# Taylor 1470 Replacement Probes



## qingonsi (Jul 22, 2009)

I bought 2 of the Taylor 1470s a few weeks ago and I think I've busted both probes after only a few smokes. Is it worth getting a few replacement probes at $7 a pop plus shipping, or are there better therms i should be investing in? 

Or should I call Taylor and try and get freebies?
	

	
	
		
		



		
			






Thanks in advance for the advice!

-Vinny


----------



## ddave (Jul 23, 2009)

I have 2 1470s and have used them a little over a year.  Had to replace one probe due to a broken wire.

I think they are worth buying probes for.

Dave


----------



## deltadude (Jul 23, 2009)

The 1470 probes are $5 direct from the factory in New Mexico

Taylor Precision Products
Salter Housewares

2220 Entrada del Sol
Las Cruces, NM 88001
Telephone - 800-289-0944
Fax - 575-526-4347

$5 per probe plus $5 for freight.
So Order like 3 or 4 the freight is still $5.
(You can use one or two probes in two different meats, and one probe to monitor smoker temp, just swap the leads.

Send Check or Money Order with note saying 
Probe replacement.

The 1470NRP is used with the newer model 1470 that uses two batteries. 

The 1470RP is used with the older model 1470 that uses a single battery. 

I will be ordering 4 probes tomorrow.  I have two 1470s.


----------



## qingonsi (Jul 23, 2009)

Awesome info Delta!
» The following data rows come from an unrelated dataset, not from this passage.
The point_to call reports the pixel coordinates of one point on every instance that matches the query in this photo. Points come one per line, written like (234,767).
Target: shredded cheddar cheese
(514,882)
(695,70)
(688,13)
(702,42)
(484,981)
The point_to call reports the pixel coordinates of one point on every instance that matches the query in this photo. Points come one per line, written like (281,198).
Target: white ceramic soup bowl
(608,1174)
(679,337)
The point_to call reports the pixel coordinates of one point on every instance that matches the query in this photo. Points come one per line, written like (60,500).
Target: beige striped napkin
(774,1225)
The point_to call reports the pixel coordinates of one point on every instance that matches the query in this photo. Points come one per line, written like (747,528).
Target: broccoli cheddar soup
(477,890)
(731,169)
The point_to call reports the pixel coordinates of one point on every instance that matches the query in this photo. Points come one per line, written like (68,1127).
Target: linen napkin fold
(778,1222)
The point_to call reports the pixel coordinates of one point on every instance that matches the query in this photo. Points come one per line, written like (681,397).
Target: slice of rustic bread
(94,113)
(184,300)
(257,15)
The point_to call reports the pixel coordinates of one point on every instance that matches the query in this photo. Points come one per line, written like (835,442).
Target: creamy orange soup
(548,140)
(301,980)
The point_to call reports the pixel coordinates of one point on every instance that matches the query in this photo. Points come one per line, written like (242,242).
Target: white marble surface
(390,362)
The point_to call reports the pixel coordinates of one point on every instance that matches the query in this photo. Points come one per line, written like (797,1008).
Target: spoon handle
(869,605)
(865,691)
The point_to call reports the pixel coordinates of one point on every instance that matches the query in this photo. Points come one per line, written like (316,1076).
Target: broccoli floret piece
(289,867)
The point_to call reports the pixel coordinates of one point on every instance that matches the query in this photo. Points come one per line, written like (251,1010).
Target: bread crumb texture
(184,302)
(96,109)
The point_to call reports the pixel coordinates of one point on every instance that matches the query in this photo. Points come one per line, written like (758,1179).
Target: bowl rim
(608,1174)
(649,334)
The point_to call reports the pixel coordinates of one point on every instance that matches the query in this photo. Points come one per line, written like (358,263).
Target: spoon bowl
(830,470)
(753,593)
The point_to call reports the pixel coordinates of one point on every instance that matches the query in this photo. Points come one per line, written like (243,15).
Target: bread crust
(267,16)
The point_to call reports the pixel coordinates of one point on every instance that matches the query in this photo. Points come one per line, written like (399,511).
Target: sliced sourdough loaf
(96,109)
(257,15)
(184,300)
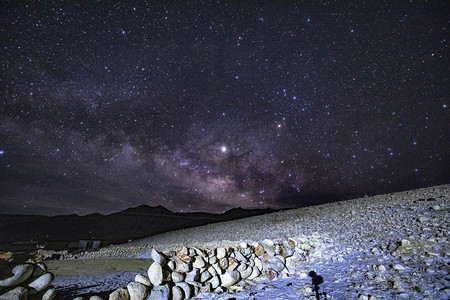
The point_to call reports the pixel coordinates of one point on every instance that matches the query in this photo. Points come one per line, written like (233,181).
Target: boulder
(15,275)
(161,292)
(119,294)
(137,291)
(177,277)
(157,257)
(229,278)
(187,289)
(177,293)
(155,274)
(18,293)
(199,262)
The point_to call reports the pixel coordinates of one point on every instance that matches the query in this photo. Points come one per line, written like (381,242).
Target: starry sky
(206,106)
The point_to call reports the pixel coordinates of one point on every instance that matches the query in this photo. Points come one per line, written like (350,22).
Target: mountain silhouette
(131,223)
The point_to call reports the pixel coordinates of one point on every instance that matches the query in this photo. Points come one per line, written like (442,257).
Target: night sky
(214,105)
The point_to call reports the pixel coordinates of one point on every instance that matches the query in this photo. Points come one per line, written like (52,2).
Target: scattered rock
(19,274)
(155,274)
(119,294)
(137,291)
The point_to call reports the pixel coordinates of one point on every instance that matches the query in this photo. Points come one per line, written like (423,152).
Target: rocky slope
(384,247)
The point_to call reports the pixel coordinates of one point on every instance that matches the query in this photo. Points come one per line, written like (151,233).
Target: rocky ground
(390,246)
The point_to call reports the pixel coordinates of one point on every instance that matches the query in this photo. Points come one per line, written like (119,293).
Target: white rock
(212,260)
(212,271)
(398,267)
(142,279)
(18,293)
(155,274)
(215,282)
(246,273)
(268,242)
(187,289)
(137,291)
(177,293)
(157,257)
(206,288)
(255,273)
(221,252)
(229,278)
(177,277)
(170,265)
(161,292)
(192,275)
(199,262)
(119,294)
(40,283)
(20,273)
(258,263)
(181,266)
(205,276)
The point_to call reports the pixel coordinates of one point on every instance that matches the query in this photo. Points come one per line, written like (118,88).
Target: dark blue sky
(206,107)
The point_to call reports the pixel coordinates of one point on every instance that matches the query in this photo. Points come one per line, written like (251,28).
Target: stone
(212,271)
(199,262)
(182,250)
(221,252)
(229,278)
(258,263)
(240,257)
(137,291)
(50,293)
(398,267)
(436,207)
(255,273)
(206,288)
(218,269)
(170,265)
(259,250)
(193,275)
(205,276)
(143,279)
(157,257)
(177,277)
(177,293)
(246,272)
(155,274)
(187,289)
(268,248)
(18,293)
(40,283)
(212,260)
(19,274)
(232,264)
(271,262)
(119,294)
(161,292)
(39,269)
(215,282)
(182,266)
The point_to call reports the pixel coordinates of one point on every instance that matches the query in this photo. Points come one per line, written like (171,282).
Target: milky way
(206,107)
Thanks for sharing. Thats the plan I had, buying multiple probes and just plugging in the one I want the temp on each time I need to check a different piece of meat.
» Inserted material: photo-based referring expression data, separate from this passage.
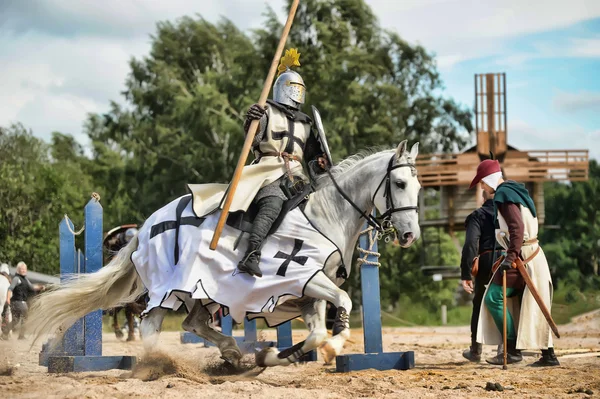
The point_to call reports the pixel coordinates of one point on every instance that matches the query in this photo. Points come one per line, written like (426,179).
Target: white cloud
(470,29)
(573,102)
(61,59)
(117,18)
(586,48)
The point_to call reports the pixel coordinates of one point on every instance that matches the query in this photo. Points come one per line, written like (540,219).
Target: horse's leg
(150,327)
(320,287)
(129,315)
(313,313)
(198,322)
(116,327)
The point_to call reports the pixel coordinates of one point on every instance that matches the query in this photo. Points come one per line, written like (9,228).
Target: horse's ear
(401,149)
(414,151)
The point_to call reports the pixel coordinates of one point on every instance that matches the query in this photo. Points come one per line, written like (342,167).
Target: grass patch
(569,302)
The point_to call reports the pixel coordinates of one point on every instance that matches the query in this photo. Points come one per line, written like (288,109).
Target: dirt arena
(186,371)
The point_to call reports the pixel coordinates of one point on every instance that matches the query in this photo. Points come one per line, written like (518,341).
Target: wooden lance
(253,127)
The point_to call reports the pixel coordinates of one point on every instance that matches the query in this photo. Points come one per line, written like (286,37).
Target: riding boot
(548,359)
(513,355)
(269,209)
(473,354)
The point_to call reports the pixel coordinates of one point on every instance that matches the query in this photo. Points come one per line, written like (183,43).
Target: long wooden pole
(253,126)
(505,321)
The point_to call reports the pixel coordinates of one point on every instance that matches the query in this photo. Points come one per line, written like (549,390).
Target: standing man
(479,253)
(517,219)
(21,289)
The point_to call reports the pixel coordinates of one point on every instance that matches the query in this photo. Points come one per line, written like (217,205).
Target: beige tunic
(264,170)
(533,331)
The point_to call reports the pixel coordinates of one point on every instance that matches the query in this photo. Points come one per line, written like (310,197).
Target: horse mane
(350,163)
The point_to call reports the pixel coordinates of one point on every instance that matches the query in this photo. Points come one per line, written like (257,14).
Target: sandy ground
(191,371)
PS - love the pic in your signature!


----------



## polishmeat (Apr 20, 2010)

Sorry to ressurect this thread, but I think it's worthwile for anyone that's looking around for replacements. I just talked to customer service, and the $5 bucks per probe now incluces shipping and handling, so 3 probes will cost you a total of $15. Can't beat that anywhere else. Still will need to send check/money order, as they don't take credit cards.

Taylor Precision Products
2220 Entrada del Sol Suite A
Las Cruces, NM 88001
Telephone - 800-289-0944
Fax - 575-526-4347

Send Check or Money Order to "Taylor Precision Products" with note saying "Probe replacement". Also, include product number:

The 1470NRP is used with the newer model 1470 that uses two batteries. 

The 1470RP is used with the older model 1470 that uses a single battery.


----------



## pepeskitty (Apr 20, 2010)

Sorry I haven't seen this before but if you have a Taylor they will replace it if you call them.  At least they did mine.  Just call them up and they will send out a new one.


----------



## ak1 (Apr 20, 2010)

Just called the Canadian distributor. Basically if you email them with your address & model number, they will send you a new probe. Apparently in Canada there is a 5yr warranty on them.


----------